Beomgyu'nun seslenmesiyle banyoda daha fazla oyalanmamam gerektiğini anlayarak yüzümü kurulayıp çıktım.
Eşyalarımızı toplamış Huening'in mesaj atmasını bekliyorduk. Üstüme normalden fazla düşüyor olmaları beni kötü hissettirse de onlara iyi olduğuma dair hiçbir şey sunamıyordum. Değildim çünkü. Yurttan uzaklaşma fikri beni hem rahatlatıyor hem de tedirgin ediyordu. Ne zaman bir adım atmak istesem Soobin'in yüzü gözümün önünde beliriyordu.
Onca restoran içinde bizimkine gelmiş olması tesadüf olamazdı. Her şeyden bir şekilde haberi oluyordu. Bunu karşılaştığımız ilk gün anlamıştım. Bunca zaman sırf bu sebeple dedeme gitmeyi ertelesem de Beomgyu'nun yokluğunda tek kalma fikri beni çok korkutuyordu. O yüzden Huening'in böyle bir teklifle gelmesi beni rahatlatmıştı.
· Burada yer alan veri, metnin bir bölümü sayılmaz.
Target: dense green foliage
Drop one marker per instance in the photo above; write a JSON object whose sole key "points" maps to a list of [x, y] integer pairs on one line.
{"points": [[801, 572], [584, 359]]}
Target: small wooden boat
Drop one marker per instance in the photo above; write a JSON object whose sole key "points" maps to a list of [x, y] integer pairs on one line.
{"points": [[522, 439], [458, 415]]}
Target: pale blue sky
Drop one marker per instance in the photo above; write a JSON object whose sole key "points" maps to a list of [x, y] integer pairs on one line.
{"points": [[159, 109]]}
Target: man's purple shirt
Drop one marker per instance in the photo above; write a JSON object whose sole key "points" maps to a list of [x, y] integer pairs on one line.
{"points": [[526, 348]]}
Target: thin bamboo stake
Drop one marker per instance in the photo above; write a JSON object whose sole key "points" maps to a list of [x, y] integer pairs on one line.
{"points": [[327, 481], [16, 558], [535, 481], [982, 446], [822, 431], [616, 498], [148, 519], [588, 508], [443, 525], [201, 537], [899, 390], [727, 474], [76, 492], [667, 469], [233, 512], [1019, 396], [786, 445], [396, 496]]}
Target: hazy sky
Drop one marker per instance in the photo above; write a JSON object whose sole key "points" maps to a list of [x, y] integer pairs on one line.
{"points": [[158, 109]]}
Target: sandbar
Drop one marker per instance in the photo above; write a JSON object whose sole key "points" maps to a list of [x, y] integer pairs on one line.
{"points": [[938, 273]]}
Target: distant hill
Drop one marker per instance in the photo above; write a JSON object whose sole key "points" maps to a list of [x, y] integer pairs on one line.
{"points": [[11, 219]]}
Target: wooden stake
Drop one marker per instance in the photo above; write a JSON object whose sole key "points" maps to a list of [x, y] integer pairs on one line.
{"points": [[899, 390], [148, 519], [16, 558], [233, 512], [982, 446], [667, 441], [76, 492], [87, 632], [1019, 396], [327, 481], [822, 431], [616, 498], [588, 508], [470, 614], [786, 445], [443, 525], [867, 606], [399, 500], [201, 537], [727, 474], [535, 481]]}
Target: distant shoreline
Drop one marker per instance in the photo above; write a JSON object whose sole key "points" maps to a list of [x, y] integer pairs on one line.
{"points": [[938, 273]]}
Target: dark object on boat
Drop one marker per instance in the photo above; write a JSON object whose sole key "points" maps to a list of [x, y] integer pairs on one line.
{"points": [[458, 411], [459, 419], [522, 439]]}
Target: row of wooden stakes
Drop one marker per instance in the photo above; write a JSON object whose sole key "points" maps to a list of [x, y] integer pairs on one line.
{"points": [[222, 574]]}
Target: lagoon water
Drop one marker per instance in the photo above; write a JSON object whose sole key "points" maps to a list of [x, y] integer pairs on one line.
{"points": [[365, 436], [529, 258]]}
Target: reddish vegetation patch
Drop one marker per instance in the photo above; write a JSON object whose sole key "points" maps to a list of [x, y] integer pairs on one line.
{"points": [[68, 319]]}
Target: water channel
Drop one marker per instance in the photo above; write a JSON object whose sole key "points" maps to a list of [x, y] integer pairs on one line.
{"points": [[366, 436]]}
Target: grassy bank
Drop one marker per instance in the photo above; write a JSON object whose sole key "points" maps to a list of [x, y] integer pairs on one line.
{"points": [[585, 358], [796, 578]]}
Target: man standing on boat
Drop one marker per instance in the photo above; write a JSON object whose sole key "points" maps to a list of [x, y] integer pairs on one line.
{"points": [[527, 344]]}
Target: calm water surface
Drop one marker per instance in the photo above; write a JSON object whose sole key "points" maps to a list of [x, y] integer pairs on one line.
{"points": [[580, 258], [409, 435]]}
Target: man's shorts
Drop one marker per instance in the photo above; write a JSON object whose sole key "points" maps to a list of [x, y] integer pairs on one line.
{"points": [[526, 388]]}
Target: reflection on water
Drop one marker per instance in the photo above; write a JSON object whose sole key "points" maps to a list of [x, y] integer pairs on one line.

Babasının işi gereği güvenlikli bir evde kalıyorlardı. Bir süre de olsa kafam rahat edebilirdi.
Beklenen arama geldiğinde Beomgyu valizini ben de sırt çantamı alıp çıktık. En son kapıdan dışarı adımımı attığımda yolum onunla kesişmişti, bu sefer öyle olmamasını umdum.
Beomgyu'ya yapışık vaziyette yere bakarak yürüyordum çünkü böylesi daha kolaydı. Kalbim sürekli kriz geçirecekmişim gibi çarpsa da ilk katı sorunsuzca indik. Asansörü kullansak şimdiye aşağı inmiş olabilirdik ama nefesim daraldığı için kullanamıyorduk. Zemin kata inmek üzere son merdivenlere geçerken Beomgyu bir anda sarsıldı. Çok yakınında olduğum için ben de birkaç adım gerilemiştim. Ne olduğunu anlamak istercesine kafamı kaldırdığımda bir çocuğun eğilerek özür dilediğini gördüm.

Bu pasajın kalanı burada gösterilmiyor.